One reason is that the main beneficiaries of the proposed new 30 per cent and 40
per cent tax rates are high earners on incomes around $75,000, well above the
average full-time wage of $38,000. Just through the reductions in the 34 per
cent and 43 per cent rates to the new levels, a person on $100,000 gains $37 a
week, while someone on $30,000 gains only $8.
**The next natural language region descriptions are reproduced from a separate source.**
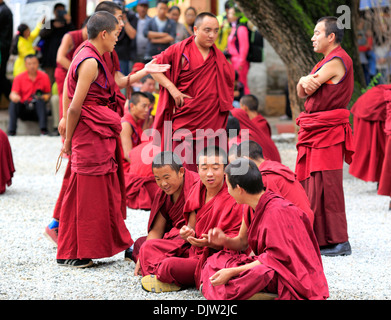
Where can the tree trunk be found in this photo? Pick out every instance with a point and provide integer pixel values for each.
(288, 27)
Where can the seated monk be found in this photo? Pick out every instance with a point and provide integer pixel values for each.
(166, 218)
(276, 177)
(286, 260)
(208, 205)
(138, 107)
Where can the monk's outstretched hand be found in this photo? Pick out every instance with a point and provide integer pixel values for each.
(179, 97)
(186, 232)
(67, 147)
(153, 67)
(221, 277)
(62, 125)
(202, 242)
(216, 237)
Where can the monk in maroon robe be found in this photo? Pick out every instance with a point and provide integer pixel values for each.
(325, 137)
(69, 43)
(286, 260)
(385, 178)
(276, 177)
(369, 115)
(92, 215)
(7, 168)
(166, 217)
(174, 265)
(112, 63)
(195, 94)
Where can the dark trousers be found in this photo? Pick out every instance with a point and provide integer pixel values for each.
(21, 110)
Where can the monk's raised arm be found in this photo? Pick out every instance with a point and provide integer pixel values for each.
(172, 89)
(333, 71)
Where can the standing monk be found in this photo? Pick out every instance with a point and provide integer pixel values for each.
(112, 62)
(7, 168)
(92, 218)
(196, 93)
(385, 177)
(325, 136)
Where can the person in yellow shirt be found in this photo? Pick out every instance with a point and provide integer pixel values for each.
(25, 42)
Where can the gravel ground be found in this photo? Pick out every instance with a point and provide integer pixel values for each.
(29, 270)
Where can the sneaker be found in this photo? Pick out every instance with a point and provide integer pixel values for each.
(152, 284)
(51, 234)
(76, 263)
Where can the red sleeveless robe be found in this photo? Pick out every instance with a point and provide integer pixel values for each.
(92, 214)
(324, 140)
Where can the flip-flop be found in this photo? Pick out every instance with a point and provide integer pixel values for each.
(152, 284)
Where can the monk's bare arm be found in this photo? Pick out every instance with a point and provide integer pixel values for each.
(333, 70)
(126, 139)
(217, 238)
(172, 89)
(150, 68)
(87, 74)
(307, 85)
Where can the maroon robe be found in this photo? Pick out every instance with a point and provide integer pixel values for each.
(92, 214)
(324, 141)
(369, 113)
(136, 136)
(262, 124)
(385, 178)
(112, 63)
(7, 168)
(60, 72)
(281, 180)
(172, 212)
(282, 239)
(181, 263)
(210, 83)
(261, 137)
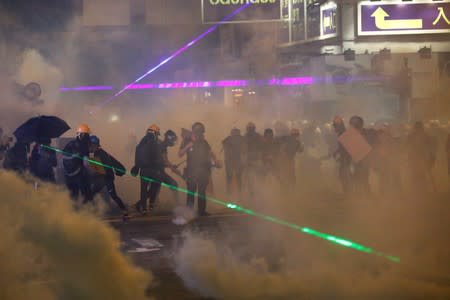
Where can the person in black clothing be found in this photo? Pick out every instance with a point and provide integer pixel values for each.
(16, 157)
(75, 156)
(105, 176)
(252, 157)
(421, 158)
(146, 165)
(270, 153)
(289, 147)
(233, 148)
(362, 169)
(43, 161)
(200, 159)
(4, 144)
(158, 172)
(342, 157)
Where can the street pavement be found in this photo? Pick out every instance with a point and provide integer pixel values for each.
(150, 241)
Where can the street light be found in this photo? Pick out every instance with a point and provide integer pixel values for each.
(349, 55)
(425, 52)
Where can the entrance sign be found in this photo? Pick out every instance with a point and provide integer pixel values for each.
(328, 20)
(355, 144)
(398, 18)
(214, 11)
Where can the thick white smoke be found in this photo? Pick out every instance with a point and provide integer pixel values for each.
(49, 251)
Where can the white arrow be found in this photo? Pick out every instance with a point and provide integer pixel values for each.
(380, 16)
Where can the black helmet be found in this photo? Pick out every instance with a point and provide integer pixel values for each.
(357, 122)
(268, 132)
(235, 131)
(198, 128)
(171, 137)
(94, 140)
(251, 127)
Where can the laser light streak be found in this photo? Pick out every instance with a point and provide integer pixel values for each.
(288, 81)
(333, 239)
(175, 54)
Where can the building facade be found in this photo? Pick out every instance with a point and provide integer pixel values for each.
(397, 52)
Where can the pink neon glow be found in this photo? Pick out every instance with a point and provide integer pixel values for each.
(175, 54)
(288, 81)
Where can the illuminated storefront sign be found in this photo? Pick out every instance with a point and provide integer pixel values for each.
(313, 20)
(328, 20)
(397, 18)
(260, 10)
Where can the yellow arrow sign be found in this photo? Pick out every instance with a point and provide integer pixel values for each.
(380, 16)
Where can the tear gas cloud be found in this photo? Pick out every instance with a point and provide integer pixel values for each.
(255, 262)
(50, 251)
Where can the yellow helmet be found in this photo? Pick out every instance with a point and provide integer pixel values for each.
(83, 128)
(155, 128)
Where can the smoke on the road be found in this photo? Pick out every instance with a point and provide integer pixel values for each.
(260, 260)
(49, 251)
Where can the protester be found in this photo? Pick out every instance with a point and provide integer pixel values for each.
(233, 151)
(159, 162)
(342, 157)
(420, 158)
(146, 165)
(290, 146)
(43, 161)
(270, 154)
(360, 176)
(200, 160)
(16, 157)
(75, 158)
(252, 155)
(104, 173)
(4, 144)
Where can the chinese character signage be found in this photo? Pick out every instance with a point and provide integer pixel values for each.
(214, 11)
(328, 20)
(397, 18)
(298, 20)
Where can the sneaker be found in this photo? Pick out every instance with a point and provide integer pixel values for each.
(140, 209)
(125, 217)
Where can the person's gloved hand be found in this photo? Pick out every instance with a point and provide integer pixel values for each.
(134, 171)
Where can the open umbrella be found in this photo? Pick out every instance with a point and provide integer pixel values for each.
(41, 127)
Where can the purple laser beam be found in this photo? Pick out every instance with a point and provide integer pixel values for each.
(175, 54)
(288, 81)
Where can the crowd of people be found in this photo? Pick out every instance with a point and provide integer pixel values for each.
(249, 159)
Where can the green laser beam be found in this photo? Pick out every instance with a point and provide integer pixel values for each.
(333, 239)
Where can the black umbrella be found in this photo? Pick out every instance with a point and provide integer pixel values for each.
(42, 127)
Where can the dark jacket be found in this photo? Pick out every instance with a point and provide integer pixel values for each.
(42, 162)
(147, 152)
(16, 157)
(74, 152)
(233, 149)
(111, 165)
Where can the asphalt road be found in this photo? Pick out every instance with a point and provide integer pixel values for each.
(150, 240)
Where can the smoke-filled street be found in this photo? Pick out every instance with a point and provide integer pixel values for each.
(222, 149)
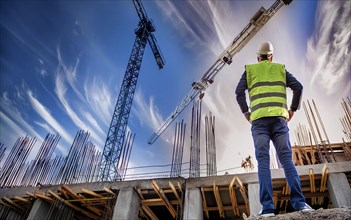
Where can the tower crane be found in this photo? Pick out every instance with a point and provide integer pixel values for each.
(260, 18)
(108, 170)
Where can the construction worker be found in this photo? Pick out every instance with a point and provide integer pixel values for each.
(266, 83)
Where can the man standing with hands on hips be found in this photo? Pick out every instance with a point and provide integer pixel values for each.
(266, 83)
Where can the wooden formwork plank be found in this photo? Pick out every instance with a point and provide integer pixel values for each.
(233, 197)
(81, 199)
(218, 200)
(323, 185)
(145, 209)
(166, 202)
(180, 187)
(306, 157)
(176, 194)
(236, 181)
(22, 199)
(312, 185)
(109, 191)
(285, 192)
(204, 202)
(149, 212)
(78, 209)
(42, 196)
(91, 193)
(156, 202)
(12, 203)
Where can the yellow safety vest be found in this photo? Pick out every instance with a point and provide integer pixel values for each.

Even if most ordinary Australians are not worse off overall under a GST, they
will gain much less than higher earners.

Some argue that growing inequality matters little as long as most people are not
poorer for the changes. But as affluent Australians lose touch with the rest of
the community, and retreat into lifestyles quite different from the average,
inequality becomes a self-reinforcing phenomenon. When the affluent can avoid
contact with the downwardly mobile through avoiding public transport, public
schools, public hospitals, and so on, they also withdraw their willingness to
fund these services.

At a time when global economic forces have exacerbated inequalities, governments
should not be aiding and abetting the trend. In the area of tax, governments are
not powerless. But the Australian Government is redistributing income in the
wrong way.

At the very least the compensation package needs to be revised, and not just for
pen-sioners. Any Harradine-inspired generosity from the Government must be
extended to the unemployed and the other less politically powerful groups in
particular danger of being screwed under a GST.